Vaccinators administered second doses at the Mexico Area Family YMCA.

MEXICO - Almost 2,300 people received their second shot of the Pfizer vaccine Thursday in Audrain County.

The event was part of the state’s mass vaccination events, held in conjunction with the Missouri National Guard. The event was rescheduled to Thursday after winter weather canceled the original second dose clinic last week.

Gina McCulley and her father both got the shot Wednesday at a new location, the Mexico Area Family YMCA. She said she felt a sense of relief.

"It will make me feel more at ease with all the COVID mess and would be nice if things got somewhat back to normal because people were sick of quarantine," McCulley said.

Orthopedic surgeon Kathleen Weaver is among those giving vaccinations. She said the process has moved much more smoothly this time around.

"It's fantastic. I happened to be at the first one, and it was first come first serve and it was very exciting. This is much calmer and much easier but we also knew how many people we were going to have since its the second shot. It's much easier to organize," she said.

McCulley agreed that everything went smoothly.

"This was a lot smoother and I literally just got in in like, five minutes and it was so smooth," she said.

The thousands of people who received their second dose will be much less vulnerable to COVID-19, but it make take some time to fully take effect.

"After the first one you can have up to 50% of immunity. After the second it's somewhere close to 90, but you're not totally immune until about three weeks after the second shot," Weaver said.

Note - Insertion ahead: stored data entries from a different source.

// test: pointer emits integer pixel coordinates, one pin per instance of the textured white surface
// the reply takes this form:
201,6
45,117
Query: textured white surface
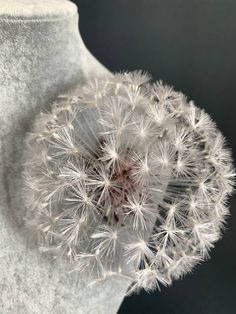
37,8
38,60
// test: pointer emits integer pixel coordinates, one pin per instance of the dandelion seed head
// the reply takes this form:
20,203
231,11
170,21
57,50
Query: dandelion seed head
126,177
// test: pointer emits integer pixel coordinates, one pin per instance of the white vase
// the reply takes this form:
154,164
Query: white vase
41,56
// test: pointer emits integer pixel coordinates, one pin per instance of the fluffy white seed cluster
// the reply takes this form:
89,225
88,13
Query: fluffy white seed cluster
127,178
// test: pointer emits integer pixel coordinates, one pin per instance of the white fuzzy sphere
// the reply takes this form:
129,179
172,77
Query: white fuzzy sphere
127,178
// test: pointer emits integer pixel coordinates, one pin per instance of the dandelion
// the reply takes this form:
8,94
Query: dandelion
125,178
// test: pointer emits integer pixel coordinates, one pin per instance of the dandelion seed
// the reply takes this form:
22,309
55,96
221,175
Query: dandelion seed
125,178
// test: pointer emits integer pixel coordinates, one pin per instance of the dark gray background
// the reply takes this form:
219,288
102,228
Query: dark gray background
190,44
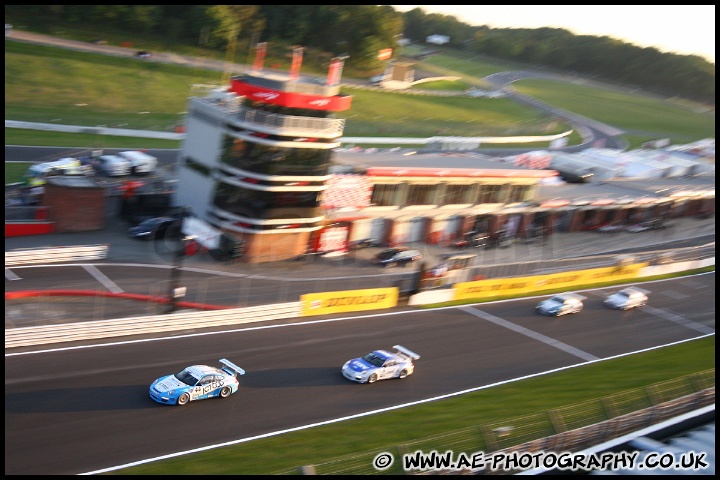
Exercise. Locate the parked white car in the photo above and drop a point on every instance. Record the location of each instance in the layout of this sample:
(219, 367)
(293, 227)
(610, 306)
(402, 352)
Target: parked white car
(380, 365)
(141, 163)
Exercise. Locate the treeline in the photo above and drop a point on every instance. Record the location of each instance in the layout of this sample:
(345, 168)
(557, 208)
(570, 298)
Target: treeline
(360, 31)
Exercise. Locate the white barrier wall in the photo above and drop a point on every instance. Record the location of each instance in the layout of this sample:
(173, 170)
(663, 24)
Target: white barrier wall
(55, 254)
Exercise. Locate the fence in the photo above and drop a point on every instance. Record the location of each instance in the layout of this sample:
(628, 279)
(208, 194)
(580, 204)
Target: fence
(568, 429)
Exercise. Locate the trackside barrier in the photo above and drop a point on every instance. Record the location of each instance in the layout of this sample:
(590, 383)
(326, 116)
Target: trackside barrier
(56, 254)
(69, 332)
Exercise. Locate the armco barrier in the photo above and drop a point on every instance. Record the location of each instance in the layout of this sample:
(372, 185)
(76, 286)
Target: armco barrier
(56, 254)
(69, 332)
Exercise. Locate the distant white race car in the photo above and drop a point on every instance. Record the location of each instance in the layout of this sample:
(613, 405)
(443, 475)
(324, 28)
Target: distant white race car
(627, 298)
(380, 365)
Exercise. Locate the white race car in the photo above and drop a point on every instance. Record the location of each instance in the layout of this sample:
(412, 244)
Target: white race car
(380, 365)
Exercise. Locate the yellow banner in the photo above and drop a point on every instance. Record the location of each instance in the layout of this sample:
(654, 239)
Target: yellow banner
(348, 301)
(535, 284)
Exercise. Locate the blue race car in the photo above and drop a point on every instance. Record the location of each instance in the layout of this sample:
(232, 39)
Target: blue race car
(197, 382)
(380, 364)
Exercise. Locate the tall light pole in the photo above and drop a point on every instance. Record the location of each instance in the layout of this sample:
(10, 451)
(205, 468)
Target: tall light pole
(174, 290)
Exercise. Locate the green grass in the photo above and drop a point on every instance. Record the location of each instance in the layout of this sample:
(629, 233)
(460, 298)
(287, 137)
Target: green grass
(49, 85)
(386, 431)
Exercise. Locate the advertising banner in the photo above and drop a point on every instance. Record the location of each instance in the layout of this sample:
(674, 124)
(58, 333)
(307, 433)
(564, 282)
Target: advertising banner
(348, 301)
(536, 284)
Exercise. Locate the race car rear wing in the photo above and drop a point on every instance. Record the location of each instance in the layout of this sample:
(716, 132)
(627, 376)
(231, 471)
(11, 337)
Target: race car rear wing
(405, 352)
(231, 367)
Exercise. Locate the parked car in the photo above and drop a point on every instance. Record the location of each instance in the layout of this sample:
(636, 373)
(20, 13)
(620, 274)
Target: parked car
(197, 382)
(561, 304)
(612, 228)
(397, 256)
(380, 365)
(152, 228)
(627, 298)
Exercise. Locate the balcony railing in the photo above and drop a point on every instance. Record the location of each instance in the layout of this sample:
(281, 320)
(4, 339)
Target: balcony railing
(278, 124)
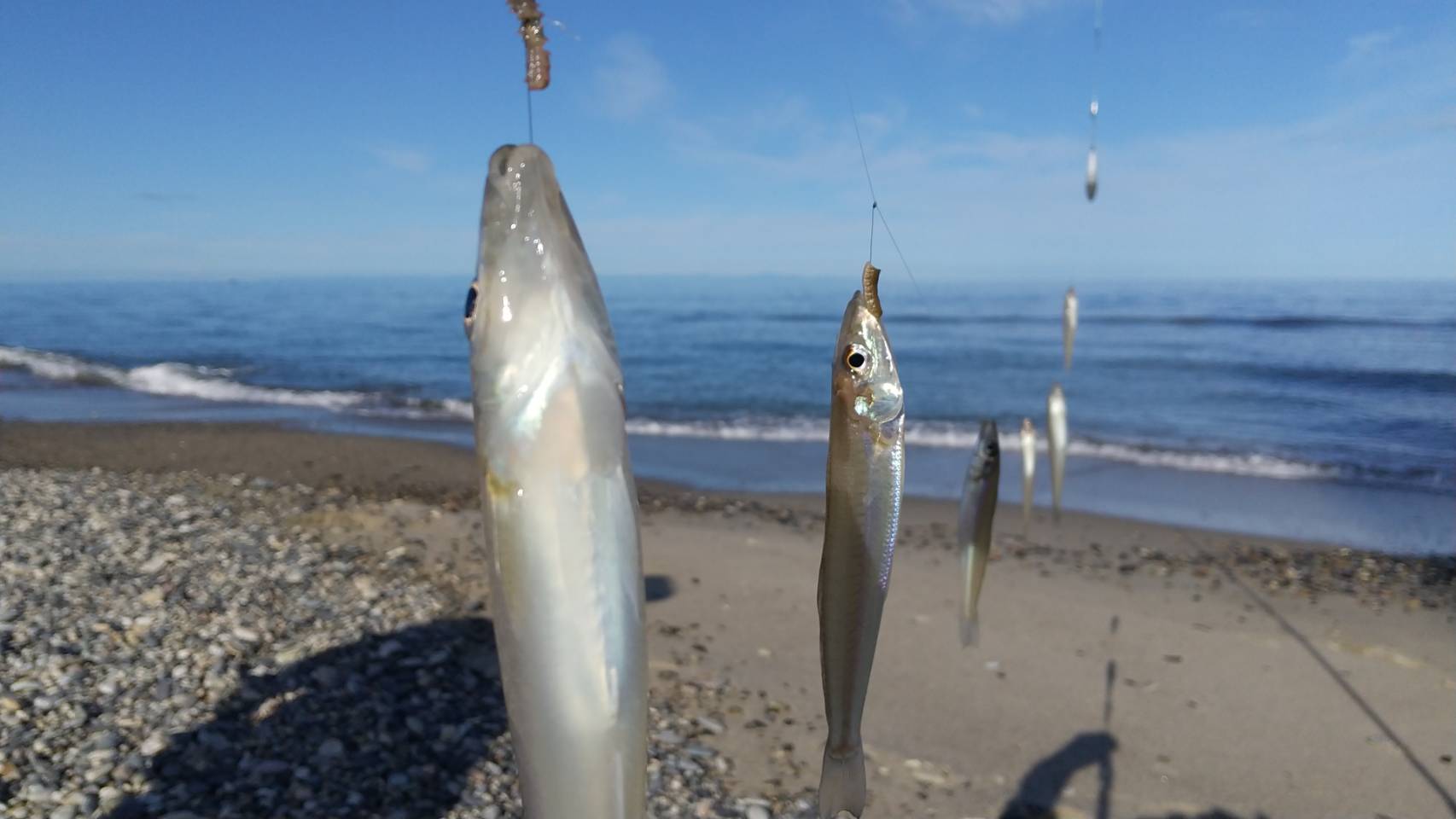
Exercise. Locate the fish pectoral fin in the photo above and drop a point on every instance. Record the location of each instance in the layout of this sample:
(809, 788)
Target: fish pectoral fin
(842, 784)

Some people will experience side effects after receiving their second dose. Weaver says not to be alarmed.

"There are a fair number of people who say their arm is more sore and have flu-like symptoms the next day, but that's not a bad thing. It means your body is mounting a response so if you do run into the COVID virus you could be potentially immune," she said.

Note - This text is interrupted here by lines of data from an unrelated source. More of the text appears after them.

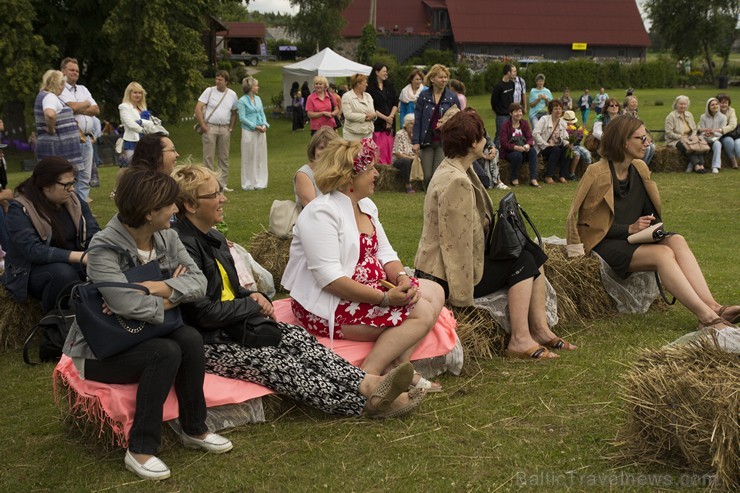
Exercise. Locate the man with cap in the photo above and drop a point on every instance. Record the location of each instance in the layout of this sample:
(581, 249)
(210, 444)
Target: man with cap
(579, 152)
(77, 97)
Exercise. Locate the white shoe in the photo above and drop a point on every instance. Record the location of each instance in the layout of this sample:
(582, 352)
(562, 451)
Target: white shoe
(211, 443)
(153, 468)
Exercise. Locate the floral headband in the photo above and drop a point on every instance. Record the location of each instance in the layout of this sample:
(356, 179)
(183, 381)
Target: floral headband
(367, 155)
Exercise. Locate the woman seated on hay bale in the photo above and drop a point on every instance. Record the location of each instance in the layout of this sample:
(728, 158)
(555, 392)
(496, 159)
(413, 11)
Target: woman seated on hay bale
(48, 230)
(457, 215)
(617, 198)
(340, 259)
(304, 183)
(293, 363)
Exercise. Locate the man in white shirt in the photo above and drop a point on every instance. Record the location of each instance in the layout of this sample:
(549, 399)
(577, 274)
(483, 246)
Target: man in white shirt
(216, 114)
(83, 105)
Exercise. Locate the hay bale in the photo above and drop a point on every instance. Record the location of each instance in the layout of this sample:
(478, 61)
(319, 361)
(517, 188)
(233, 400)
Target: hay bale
(272, 253)
(479, 333)
(577, 282)
(16, 320)
(682, 406)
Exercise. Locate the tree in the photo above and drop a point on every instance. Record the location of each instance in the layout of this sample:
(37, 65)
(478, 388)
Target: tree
(692, 28)
(24, 57)
(368, 44)
(319, 22)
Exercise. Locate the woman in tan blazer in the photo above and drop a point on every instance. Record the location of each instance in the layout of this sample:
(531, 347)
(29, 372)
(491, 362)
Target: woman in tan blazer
(457, 215)
(616, 198)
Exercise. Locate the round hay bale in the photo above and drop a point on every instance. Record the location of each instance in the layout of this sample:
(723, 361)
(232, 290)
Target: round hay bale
(682, 405)
(272, 253)
(577, 282)
(16, 320)
(479, 333)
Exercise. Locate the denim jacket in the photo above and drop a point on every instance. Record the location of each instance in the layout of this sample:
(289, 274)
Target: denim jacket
(423, 113)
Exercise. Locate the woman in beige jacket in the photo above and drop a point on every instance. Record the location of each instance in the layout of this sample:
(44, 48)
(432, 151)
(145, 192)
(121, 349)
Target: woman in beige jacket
(457, 214)
(615, 199)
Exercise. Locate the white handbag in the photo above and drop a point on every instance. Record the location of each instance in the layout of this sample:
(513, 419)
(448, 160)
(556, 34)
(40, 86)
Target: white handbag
(283, 215)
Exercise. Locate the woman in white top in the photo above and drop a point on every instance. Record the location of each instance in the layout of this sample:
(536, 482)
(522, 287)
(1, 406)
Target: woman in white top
(710, 127)
(134, 117)
(358, 110)
(341, 263)
(304, 182)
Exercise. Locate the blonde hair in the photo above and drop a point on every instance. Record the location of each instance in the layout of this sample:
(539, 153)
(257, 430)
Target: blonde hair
(335, 168)
(321, 78)
(135, 86)
(52, 80)
(679, 98)
(248, 82)
(434, 71)
(189, 178)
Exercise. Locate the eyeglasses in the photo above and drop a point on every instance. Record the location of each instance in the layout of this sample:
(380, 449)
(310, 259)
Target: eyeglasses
(213, 195)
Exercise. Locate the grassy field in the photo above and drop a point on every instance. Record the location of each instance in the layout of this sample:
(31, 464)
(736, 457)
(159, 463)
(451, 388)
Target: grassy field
(501, 426)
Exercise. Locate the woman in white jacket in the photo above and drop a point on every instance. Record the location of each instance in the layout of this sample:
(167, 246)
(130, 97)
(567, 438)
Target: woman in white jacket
(135, 118)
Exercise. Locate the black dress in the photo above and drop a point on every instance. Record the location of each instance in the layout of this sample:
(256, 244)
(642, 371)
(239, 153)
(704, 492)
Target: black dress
(631, 201)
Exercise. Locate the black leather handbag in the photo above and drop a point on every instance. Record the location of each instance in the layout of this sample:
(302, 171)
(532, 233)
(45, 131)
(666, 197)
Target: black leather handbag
(108, 335)
(509, 234)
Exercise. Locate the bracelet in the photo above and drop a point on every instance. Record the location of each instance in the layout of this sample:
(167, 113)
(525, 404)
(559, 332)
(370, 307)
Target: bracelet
(386, 301)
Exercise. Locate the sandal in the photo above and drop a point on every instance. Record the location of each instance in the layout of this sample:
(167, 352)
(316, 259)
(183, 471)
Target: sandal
(536, 352)
(425, 384)
(560, 343)
(415, 398)
(732, 320)
(394, 383)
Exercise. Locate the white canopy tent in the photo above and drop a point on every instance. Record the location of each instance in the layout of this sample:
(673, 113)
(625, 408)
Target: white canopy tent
(327, 63)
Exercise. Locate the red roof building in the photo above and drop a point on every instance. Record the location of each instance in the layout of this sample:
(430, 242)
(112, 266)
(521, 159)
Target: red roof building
(506, 28)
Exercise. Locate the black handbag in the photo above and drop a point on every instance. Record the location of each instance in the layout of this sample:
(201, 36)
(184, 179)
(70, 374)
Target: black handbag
(108, 335)
(509, 235)
(256, 331)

Craig Brace is the administrator and CEO of the Audrain County Health Department. He says that despite the delay, these shots were still given at the proper time.

"It's still okay giving doses up to six weeks. Today, we're at 35 days," he said.

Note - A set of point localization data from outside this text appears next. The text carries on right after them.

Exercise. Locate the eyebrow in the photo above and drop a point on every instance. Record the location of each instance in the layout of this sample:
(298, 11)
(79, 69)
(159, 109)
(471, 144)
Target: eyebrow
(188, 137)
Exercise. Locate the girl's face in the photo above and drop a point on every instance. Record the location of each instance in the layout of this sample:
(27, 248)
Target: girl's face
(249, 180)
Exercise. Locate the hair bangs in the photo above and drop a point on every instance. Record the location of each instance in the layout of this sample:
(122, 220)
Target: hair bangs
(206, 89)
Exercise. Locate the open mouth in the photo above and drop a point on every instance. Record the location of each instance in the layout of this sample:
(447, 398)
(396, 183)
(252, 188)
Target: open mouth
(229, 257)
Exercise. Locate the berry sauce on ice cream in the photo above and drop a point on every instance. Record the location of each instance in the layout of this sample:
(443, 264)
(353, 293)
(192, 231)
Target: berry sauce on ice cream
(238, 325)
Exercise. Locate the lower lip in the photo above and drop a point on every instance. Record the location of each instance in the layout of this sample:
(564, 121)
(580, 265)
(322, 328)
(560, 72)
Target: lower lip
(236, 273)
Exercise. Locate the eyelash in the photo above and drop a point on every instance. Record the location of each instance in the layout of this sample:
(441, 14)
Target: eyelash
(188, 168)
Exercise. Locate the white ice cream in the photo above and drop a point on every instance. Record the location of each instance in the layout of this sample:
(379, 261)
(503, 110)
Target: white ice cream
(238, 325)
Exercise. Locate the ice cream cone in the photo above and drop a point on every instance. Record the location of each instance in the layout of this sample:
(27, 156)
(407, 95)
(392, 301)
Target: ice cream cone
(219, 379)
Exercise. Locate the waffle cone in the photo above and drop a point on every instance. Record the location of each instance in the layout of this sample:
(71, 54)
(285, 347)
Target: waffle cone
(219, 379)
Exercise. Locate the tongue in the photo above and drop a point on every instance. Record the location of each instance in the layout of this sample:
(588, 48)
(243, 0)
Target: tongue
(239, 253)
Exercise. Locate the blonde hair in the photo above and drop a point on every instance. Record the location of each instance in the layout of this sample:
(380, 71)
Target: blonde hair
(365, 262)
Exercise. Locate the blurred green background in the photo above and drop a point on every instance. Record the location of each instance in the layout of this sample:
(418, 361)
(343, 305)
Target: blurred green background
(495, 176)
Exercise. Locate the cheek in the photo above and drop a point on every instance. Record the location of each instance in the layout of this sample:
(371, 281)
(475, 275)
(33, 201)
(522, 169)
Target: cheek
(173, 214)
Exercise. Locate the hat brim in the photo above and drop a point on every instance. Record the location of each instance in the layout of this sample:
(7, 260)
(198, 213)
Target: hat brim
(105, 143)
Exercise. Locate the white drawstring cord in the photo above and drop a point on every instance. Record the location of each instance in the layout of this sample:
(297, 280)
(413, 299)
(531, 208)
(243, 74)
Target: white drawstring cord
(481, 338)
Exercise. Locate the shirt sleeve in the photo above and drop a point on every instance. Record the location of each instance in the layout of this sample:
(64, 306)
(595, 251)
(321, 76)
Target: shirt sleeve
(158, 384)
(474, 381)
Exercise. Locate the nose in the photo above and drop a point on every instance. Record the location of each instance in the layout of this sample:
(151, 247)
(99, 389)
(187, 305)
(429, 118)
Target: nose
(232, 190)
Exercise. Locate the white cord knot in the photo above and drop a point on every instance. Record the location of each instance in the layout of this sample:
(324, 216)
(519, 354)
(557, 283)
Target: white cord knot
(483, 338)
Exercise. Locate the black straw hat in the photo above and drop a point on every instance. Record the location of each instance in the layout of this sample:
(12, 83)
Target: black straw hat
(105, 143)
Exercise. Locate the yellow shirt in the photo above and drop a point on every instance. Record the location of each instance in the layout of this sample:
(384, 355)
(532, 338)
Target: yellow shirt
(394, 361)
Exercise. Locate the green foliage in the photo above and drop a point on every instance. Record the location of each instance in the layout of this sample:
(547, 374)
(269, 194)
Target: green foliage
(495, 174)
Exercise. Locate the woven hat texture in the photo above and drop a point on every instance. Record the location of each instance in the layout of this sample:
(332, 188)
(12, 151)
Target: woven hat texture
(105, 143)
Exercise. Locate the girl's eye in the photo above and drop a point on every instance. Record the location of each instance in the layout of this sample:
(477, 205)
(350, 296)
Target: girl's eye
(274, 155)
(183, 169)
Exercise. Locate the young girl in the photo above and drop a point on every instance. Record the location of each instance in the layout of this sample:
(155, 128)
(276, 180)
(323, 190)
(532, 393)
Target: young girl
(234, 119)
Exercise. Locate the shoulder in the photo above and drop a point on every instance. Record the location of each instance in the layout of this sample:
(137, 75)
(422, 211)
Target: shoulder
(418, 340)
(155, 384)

Brace says the department is making sure that no vaccines are allowed to spoil.

"We will redistribute them to other county health departments and work with DHHS to help us find where we can distribute it. No vaccine will go to waste," he said.

Brace says Thursday's event was a great success.

It's an incredible feeling to be able to do this and we're pleased we can  vaccinate such a large group of individuals not just from Audrain County but across the region and the state. We're super happy to get to do this," he said.

Weaver was proud to help distribute vaccines.

"It's so nice to be a part of history. It's making sure we do the best we can by our community folks and our public health folks have been stellar, and the military coming... That attitude has been amazing and wonderful to be a part of," she said.